Laborunfälle gibt es immer wieder
Und ja: Unfälle, die übrigens zu 70 Prozent auf menschliche Fehler zurückzuführen sind, kommen mitunter auch in Top-Laboren vor. Häufiger sind sie aber in Einrichtungen mit niedrigerem Sicherheitslevel, von denen es weltweit Tausende gibt.
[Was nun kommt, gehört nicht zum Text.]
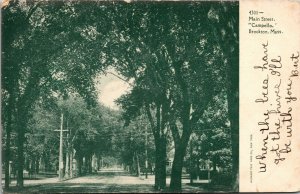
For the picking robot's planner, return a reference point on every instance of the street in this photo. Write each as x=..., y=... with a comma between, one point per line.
x=104, y=181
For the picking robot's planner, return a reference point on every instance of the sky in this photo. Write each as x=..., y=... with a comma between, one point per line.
x=110, y=88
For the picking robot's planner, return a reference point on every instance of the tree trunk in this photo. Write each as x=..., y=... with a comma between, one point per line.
x=137, y=165
x=7, y=155
x=79, y=166
x=8, y=139
x=180, y=149
x=20, y=156
x=160, y=163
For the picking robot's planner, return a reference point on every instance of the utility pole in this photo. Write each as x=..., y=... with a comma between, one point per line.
x=61, y=162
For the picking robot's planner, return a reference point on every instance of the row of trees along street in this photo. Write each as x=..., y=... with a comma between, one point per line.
x=180, y=59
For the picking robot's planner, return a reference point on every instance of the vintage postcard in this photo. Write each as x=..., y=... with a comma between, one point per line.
x=150, y=96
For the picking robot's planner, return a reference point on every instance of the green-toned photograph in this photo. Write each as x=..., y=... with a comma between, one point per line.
x=119, y=96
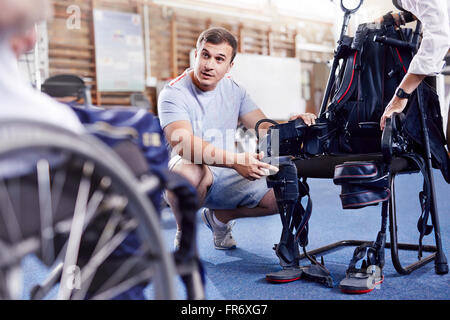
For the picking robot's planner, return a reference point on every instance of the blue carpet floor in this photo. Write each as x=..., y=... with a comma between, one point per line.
x=240, y=273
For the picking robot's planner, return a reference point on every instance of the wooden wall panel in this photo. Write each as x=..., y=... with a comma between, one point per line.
x=173, y=34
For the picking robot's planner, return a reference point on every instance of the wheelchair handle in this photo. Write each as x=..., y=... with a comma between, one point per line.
x=394, y=42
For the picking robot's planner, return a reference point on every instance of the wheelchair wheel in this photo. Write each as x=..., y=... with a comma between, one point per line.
x=70, y=202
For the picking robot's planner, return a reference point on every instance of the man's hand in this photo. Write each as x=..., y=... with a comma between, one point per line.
x=250, y=167
x=395, y=105
x=308, y=118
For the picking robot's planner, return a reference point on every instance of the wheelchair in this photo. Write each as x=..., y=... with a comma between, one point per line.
x=77, y=206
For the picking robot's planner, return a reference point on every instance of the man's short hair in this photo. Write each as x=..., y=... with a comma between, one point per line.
x=218, y=35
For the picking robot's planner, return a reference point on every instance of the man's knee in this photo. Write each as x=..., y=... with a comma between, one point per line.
x=197, y=175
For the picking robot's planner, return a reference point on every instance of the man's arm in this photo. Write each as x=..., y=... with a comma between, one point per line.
x=187, y=145
x=409, y=83
x=250, y=119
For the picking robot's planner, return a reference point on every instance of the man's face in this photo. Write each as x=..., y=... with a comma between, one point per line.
x=212, y=62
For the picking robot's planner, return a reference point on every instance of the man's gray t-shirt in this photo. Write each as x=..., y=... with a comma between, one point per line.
x=213, y=114
x=214, y=117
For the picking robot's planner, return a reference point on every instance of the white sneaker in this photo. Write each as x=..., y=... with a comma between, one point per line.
x=223, y=239
x=176, y=241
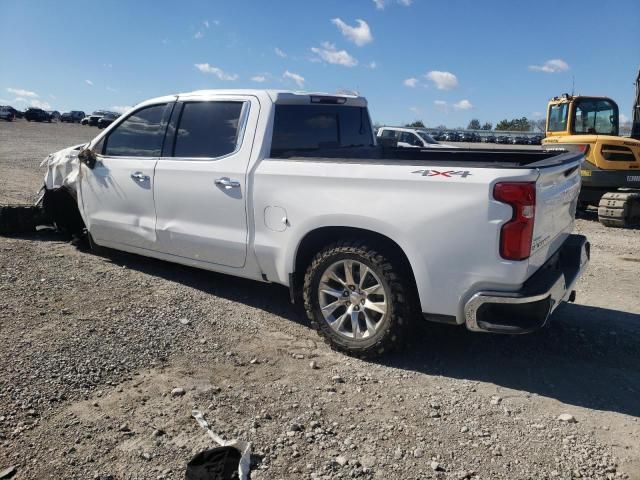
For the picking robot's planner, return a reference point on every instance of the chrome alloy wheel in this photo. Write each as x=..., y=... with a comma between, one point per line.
x=352, y=299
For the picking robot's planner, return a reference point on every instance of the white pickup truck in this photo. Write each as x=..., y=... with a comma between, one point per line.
x=291, y=188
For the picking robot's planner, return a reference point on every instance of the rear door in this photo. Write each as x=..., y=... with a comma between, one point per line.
x=201, y=191
x=117, y=194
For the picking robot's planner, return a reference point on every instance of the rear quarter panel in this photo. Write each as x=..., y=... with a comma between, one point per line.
x=447, y=225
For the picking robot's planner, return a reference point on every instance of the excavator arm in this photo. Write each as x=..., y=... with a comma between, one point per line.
x=635, y=127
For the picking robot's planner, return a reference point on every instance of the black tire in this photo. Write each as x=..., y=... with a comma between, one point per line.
x=20, y=219
x=390, y=331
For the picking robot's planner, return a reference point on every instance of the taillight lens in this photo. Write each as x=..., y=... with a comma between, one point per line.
x=517, y=233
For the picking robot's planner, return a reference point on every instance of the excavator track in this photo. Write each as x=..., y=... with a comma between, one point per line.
x=620, y=209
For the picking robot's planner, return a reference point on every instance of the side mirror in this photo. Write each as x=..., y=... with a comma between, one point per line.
x=88, y=157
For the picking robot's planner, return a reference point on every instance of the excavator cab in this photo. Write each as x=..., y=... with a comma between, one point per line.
x=611, y=172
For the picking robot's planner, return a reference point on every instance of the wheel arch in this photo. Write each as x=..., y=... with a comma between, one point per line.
x=316, y=239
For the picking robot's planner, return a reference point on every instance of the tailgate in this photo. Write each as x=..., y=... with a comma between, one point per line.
x=557, y=190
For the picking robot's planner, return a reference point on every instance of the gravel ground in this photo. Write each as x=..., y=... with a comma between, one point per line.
x=93, y=346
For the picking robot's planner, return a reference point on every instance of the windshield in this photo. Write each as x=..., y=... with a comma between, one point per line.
x=595, y=116
x=426, y=137
x=558, y=117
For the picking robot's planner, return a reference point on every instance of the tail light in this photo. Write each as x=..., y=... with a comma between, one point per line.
x=516, y=235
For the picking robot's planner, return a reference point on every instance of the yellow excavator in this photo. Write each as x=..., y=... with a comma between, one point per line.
x=611, y=172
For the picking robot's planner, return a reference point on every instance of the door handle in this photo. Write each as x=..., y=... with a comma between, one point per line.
x=227, y=183
x=140, y=177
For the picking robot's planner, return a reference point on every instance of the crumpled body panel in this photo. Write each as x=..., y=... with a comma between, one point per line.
x=63, y=168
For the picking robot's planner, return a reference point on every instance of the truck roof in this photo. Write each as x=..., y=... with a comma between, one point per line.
x=288, y=97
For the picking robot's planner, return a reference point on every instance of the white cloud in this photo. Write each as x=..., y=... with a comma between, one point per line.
x=411, y=82
x=120, y=108
x=380, y=4
x=463, y=105
x=441, y=105
x=360, y=35
x=40, y=104
x=551, y=66
x=329, y=54
x=218, y=72
x=442, y=80
x=298, y=79
x=22, y=93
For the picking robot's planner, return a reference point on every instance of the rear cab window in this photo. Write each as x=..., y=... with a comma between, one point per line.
x=209, y=129
x=306, y=128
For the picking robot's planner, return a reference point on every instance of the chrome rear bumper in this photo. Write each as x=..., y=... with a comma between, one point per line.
x=529, y=308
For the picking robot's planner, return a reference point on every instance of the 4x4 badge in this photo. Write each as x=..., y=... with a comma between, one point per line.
x=448, y=173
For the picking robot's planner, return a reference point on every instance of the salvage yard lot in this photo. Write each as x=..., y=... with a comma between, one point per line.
x=92, y=347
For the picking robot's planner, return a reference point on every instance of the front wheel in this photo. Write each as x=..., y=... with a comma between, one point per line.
x=356, y=299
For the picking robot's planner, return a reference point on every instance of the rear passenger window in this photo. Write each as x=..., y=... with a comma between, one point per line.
x=208, y=129
x=140, y=135
x=312, y=127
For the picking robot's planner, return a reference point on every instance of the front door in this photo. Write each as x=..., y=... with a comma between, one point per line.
x=201, y=191
x=117, y=194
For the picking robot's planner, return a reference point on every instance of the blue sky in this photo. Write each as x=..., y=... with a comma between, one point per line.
x=444, y=62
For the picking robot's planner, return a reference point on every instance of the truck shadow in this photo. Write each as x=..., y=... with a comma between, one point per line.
x=587, y=356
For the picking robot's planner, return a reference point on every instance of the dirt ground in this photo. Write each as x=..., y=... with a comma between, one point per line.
x=93, y=348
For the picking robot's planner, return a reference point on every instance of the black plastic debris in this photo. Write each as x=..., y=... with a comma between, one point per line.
x=219, y=463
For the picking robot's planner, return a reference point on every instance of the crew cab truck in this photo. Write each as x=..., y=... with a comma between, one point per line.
x=292, y=188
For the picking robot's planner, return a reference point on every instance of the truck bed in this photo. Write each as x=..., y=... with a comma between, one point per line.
x=453, y=157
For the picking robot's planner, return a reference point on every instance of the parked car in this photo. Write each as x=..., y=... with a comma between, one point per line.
x=92, y=120
x=410, y=137
x=471, y=137
x=381, y=233
x=74, y=116
x=107, y=119
x=7, y=114
x=451, y=137
x=37, y=115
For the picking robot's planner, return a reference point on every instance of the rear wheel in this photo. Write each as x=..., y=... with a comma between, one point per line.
x=619, y=209
x=355, y=299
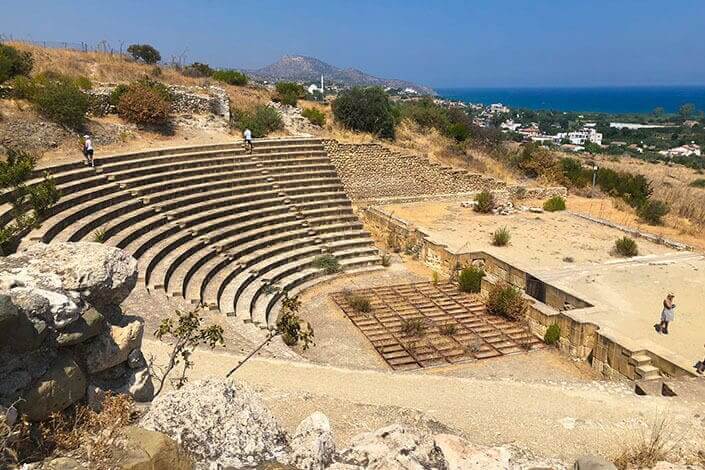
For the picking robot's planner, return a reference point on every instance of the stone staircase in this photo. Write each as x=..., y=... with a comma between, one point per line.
x=217, y=226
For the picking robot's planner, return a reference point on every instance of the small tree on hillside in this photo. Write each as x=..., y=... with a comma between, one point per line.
x=145, y=53
x=366, y=110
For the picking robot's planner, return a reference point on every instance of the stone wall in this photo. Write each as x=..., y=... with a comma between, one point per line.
x=186, y=100
x=374, y=173
x=581, y=339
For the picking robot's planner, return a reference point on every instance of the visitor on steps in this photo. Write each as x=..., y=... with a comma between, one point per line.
x=701, y=366
x=88, y=150
x=248, y=140
x=667, y=314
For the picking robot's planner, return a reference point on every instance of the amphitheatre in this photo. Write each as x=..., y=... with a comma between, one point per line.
x=231, y=234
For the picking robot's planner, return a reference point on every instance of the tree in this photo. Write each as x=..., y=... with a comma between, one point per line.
x=14, y=62
x=686, y=110
x=366, y=110
x=145, y=53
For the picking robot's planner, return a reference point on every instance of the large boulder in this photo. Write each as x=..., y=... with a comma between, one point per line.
x=218, y=421
x=55, y=281
x=112, y=347
x=393, y=447
x=312, y=446
x=63, y=384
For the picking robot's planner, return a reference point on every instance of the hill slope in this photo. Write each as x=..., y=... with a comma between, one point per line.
x=302, y=68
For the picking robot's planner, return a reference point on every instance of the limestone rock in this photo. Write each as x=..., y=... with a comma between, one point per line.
x=151, y=450
x=112, y=347
x=63, y=384
x=219, y=422
x=312, y=447
x=459, y=454
x=17, y=332
x=593, y=462
x=392, y=447
x=86, y=327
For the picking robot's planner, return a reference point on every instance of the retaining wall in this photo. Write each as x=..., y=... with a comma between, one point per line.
x=580, y=338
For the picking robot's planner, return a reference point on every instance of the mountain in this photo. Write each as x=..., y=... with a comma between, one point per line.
x=301, y=68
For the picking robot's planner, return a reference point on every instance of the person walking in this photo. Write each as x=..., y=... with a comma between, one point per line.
x=88, y=150
x=667, y=314
x=248, y=140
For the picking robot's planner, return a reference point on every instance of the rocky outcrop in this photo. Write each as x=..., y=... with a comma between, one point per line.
x=218, y=421
x=61, y=329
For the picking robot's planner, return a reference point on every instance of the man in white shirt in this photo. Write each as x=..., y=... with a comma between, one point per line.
x=248, y=139
x=88, y=150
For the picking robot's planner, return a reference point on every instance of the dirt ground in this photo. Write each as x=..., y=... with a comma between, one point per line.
x=538, y=241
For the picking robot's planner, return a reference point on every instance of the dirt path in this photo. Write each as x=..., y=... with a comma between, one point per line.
x=553, y=419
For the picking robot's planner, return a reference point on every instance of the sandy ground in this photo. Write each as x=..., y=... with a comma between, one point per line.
x=559, y=418
x=630, y=299
x=538, y=241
Das H1N1-Virus, das 1918 die Grippe-Pandemie ausgelöst hat, entwich 1977 aus Laboren in der Sowjetunion und China, bevor es sich weltweit ausbreitete.
2004 steckten sich zwei studentische Mitarbeiter des Nationalen Instituts für Virologie in Peking mit dem Sars-Erreger an und gaben ihn weiter: Die Mutter von einem der beiden starb. 2014 wurden beim Umzug eines Büros der US-Arzneimittelbehörde FDA einige Phiolen mit Pockenviren entdeckt.
In der Debatte um den Ursprung der Corona-Pandemie steht nicht nur China am Pranger. Auch die Nationalen Gesundheitsinstitute der USA (NIH) werden kritisiert. Einige republikanische Politiker werfen ihnen vor, sogenannte «Gain of function»-Forschung mit Coronaviren in Wuhan gefördert zu haben.
Riskante Forschung am Virus
Bei der «Gain of function»-Forschung verändern Wissenschaftler Erreger so, dass diese leichter übertragbar, tödlicher oder schwerer mit Medikamenten und Impfstoffen zu bekämpfen sind. Auf diese Weise wollen sie herausfinden, wie die Erreger bei entsprechenden Mutationen in natürlicher Umgebung besser bekämpft werden können.
Über Nutzen und Risiken dieses Forschungsansatzes wird seit Langem erbittert gestritten. Einen Höhepunkt erreichte die Kontroverse, als 2011 zwei Forscherteams Vogelgrippe-Viren so veränderten, dass sie zwischen Säugetieren übertragbar sind.
Der Harvard-Epidemiologe Marc Lipsitch warnt, ein auf diese Art geschaffener Virusstamm könne einen Labor-Mitarbeiter befallen und letztlich eine ganze Pandemie verursachen. «Diese Forschung ist nicht notwendig und trägt nicht zur Entwicklung von Arzneien oder Impfstoffen bei», argumentiert auch Richard Ebright von der Rutgers University.
In den USA wurde Forschung an Grippeviren und Coronaviren mit dieser Methode ab 2014 ausgesetzt, ist aber seit 2017 wieder erlaubt. Inzwischen muss ein Expertenausschuss jeden Fall einzeln vorab prüfen.